Associate Professor of Radiology Birjand University of Medical Sciences Birjand, Iran



The finding of one or more vertebral compression (crush) fractures is indicative of osteoporosis, in the absence of local disease or high-energy trauma. In such children and adolescents, measuring BMD adds to the overall assessment of bone health. The diagnosis of osteoporosis in children and adolescents should not be made on the basis of densitometric criteria alone. In the absence of vertebral compression (crush) fractures, the diagnosis of osteoporosis is indicated by the presence of both a clinically significant fracture history and BMD Z-score ≤
-2.0. A clinically significant fracture history is one or more of the following: 1) two or more long bone fractures by age 10 years; 2) three or more long bone fractures at any age up to age 19 years. A BMC/BMD Z-score > -2.0 does not preclude the possibility of skeletal fragility and increased fracture risk.

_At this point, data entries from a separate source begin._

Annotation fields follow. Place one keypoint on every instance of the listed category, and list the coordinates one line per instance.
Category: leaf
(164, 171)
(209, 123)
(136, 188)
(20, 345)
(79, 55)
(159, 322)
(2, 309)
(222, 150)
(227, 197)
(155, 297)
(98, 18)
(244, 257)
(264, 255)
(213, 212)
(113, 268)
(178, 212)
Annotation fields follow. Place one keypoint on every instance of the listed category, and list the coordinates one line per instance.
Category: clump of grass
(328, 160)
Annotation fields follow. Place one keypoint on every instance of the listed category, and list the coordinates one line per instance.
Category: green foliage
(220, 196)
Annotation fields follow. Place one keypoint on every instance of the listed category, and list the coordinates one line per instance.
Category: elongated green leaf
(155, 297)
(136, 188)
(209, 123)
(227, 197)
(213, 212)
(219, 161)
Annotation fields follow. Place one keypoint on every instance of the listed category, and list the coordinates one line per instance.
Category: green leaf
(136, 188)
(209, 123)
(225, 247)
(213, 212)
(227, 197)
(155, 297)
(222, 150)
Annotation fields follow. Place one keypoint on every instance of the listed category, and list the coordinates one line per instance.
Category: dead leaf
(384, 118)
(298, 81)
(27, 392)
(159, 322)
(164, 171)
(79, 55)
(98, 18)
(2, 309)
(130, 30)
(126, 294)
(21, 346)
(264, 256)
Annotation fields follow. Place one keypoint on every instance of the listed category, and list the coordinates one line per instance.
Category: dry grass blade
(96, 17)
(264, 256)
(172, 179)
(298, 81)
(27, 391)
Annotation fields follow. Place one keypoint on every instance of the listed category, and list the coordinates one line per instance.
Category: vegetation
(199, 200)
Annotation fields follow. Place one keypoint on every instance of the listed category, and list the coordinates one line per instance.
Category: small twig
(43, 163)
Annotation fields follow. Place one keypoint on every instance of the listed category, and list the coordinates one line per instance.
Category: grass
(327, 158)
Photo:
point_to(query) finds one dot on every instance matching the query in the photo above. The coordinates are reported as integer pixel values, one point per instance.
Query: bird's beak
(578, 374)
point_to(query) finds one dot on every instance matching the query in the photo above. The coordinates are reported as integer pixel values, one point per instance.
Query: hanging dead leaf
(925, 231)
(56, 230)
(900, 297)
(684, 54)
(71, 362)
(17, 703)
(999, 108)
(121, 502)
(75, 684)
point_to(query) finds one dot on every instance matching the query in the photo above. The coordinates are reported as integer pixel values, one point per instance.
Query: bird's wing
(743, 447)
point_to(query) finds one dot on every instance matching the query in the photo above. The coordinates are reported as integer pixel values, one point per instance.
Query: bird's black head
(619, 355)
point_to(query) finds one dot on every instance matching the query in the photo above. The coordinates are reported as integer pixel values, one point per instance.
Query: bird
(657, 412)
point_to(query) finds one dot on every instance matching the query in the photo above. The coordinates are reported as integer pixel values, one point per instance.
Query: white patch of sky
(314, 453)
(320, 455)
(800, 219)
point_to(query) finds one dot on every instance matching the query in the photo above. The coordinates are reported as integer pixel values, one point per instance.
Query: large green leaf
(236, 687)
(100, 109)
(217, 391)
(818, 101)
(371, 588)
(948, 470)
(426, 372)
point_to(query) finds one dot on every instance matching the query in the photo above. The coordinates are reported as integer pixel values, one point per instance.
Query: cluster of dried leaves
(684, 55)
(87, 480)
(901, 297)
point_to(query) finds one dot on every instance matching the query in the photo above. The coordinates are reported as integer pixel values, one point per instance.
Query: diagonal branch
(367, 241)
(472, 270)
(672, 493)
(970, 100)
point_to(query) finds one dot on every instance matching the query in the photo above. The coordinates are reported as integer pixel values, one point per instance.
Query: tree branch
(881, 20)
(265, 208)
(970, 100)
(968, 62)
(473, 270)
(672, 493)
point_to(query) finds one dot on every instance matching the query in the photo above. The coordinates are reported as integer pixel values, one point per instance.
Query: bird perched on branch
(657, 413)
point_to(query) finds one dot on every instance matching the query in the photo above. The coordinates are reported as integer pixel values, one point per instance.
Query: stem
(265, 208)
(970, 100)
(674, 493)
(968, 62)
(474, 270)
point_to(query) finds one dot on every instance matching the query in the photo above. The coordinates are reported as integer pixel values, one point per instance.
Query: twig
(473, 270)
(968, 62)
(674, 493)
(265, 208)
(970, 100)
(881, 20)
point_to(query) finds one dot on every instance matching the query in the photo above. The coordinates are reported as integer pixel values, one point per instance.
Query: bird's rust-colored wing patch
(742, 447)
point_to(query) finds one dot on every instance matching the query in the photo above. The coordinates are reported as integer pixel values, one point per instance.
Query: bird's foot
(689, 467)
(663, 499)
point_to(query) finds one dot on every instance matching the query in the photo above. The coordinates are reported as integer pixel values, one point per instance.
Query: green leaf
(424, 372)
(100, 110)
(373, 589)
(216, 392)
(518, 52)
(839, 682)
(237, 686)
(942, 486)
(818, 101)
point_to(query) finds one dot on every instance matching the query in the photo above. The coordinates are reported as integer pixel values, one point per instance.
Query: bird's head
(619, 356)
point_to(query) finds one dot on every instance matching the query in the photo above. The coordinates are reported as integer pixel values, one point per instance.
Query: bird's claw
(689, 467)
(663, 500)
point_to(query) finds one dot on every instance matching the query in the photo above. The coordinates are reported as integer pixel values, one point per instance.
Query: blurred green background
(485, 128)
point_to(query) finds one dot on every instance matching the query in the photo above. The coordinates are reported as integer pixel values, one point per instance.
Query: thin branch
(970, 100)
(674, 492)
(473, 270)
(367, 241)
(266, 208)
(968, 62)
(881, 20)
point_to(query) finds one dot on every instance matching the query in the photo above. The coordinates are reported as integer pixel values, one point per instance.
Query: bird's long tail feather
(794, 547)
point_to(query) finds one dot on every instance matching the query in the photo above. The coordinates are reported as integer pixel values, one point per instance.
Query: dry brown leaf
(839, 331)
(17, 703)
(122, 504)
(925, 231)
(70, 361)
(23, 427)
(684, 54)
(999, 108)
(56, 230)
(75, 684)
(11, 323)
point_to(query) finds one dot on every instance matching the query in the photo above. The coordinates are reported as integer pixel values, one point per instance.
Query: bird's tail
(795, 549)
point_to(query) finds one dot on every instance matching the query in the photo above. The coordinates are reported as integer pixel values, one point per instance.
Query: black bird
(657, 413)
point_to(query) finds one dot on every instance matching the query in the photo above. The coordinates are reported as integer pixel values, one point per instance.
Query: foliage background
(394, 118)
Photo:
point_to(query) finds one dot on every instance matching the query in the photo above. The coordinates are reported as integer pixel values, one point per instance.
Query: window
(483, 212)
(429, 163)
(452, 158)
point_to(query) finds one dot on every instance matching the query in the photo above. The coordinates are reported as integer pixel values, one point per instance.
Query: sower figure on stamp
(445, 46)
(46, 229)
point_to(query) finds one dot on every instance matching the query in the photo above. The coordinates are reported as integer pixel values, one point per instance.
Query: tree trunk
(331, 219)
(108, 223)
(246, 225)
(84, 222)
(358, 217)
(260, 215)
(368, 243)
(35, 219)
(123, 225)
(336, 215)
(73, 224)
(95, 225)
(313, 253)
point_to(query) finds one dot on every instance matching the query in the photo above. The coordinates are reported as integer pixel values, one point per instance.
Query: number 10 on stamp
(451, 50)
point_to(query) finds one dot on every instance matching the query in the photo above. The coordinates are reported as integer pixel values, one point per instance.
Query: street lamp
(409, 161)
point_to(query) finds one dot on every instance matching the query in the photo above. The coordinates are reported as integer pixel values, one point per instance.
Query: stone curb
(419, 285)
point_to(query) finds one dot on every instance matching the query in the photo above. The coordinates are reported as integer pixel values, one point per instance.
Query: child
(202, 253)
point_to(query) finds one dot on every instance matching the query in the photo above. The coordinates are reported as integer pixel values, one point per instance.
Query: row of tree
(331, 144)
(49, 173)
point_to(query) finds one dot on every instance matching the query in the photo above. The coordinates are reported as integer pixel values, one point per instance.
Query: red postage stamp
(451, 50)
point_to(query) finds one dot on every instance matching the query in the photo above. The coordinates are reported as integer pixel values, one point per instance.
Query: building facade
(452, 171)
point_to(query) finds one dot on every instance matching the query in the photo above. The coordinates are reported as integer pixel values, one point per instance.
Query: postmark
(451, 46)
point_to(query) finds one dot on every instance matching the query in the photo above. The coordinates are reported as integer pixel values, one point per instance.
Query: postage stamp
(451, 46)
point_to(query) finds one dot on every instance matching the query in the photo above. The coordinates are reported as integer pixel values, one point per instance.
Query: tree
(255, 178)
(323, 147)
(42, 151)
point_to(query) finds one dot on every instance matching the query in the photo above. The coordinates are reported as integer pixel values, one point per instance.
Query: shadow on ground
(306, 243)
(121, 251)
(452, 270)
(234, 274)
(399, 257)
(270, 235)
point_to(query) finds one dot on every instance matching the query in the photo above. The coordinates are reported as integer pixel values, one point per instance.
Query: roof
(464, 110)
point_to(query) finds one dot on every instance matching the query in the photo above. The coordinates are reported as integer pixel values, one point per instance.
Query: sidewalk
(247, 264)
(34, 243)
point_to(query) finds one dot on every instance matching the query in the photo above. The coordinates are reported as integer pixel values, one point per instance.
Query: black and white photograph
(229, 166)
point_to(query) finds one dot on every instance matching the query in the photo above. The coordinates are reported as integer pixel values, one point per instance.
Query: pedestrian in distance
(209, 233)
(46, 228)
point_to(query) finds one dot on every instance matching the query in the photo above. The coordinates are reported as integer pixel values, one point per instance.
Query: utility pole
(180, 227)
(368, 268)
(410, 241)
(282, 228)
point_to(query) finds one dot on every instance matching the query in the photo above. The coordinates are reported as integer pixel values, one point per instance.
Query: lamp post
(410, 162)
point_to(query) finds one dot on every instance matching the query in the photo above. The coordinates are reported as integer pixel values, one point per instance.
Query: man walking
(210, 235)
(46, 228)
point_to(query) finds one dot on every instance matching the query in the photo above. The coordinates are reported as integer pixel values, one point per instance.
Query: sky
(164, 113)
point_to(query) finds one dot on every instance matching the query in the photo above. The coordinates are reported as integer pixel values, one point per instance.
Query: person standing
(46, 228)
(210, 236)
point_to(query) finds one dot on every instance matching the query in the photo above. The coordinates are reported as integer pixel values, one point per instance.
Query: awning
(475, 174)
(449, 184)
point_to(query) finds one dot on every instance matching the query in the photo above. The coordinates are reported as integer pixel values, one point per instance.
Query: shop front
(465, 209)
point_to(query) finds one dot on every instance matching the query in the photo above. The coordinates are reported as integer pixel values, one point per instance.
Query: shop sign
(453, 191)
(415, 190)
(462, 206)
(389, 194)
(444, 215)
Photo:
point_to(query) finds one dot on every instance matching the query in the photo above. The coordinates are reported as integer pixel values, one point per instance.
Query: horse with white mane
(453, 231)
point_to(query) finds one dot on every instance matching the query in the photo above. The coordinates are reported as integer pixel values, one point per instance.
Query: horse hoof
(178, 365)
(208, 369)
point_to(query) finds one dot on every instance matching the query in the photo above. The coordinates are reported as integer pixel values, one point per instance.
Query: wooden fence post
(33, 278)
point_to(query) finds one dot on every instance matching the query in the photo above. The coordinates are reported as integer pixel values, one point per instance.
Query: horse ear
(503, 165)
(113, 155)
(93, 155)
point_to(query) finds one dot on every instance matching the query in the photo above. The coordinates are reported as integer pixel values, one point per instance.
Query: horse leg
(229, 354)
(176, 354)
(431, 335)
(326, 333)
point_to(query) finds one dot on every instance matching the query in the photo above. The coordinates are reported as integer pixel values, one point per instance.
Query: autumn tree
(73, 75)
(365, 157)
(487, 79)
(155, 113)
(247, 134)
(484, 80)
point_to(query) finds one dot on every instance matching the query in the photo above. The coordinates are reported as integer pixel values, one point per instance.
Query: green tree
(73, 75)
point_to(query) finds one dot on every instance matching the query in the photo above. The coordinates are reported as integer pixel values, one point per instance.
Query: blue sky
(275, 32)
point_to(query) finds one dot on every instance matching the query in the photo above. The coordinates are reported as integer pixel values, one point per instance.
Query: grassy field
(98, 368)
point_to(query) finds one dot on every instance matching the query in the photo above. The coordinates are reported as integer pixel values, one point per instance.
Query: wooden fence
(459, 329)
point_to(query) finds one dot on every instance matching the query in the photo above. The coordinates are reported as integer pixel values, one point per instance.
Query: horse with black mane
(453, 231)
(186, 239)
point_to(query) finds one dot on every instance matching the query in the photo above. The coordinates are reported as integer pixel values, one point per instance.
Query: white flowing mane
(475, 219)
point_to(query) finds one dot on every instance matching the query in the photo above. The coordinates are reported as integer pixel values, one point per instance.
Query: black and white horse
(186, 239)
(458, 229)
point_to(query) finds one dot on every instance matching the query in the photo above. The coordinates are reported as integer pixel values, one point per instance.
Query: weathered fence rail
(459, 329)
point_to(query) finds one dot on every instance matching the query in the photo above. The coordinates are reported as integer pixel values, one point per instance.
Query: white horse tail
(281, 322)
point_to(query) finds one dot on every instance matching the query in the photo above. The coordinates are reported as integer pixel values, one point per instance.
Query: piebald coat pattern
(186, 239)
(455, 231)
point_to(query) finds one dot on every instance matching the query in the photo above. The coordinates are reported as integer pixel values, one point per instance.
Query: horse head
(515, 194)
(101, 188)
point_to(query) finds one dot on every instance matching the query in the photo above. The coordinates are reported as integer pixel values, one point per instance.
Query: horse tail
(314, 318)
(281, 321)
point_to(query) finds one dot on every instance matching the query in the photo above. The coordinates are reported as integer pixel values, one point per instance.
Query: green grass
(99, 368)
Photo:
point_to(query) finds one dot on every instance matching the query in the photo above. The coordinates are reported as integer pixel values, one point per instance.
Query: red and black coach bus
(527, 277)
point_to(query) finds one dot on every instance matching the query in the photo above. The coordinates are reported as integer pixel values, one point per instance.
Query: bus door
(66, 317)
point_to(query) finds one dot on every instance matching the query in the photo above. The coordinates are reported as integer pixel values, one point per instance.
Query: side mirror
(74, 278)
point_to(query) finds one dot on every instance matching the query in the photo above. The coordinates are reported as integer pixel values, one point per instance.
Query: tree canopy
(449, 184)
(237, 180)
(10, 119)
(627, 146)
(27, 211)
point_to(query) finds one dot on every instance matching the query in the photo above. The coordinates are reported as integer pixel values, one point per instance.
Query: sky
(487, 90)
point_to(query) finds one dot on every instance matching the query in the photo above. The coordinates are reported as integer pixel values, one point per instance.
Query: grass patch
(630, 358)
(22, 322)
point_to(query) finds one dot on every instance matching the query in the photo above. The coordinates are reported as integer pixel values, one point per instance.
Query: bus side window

The posterior-anterior (PA) spine and total body less head (TBLH), are the preferred skeletal sites for performing BMC and areal BMD measurements in most pediatric subjects. Other sites may be useful
depending on the clinical need. Soft tissue measures in conjunction with whole body scans may be helpful in evaluating patients with chronic conditions associated with malnutrition or with muscle and skeletal deficits.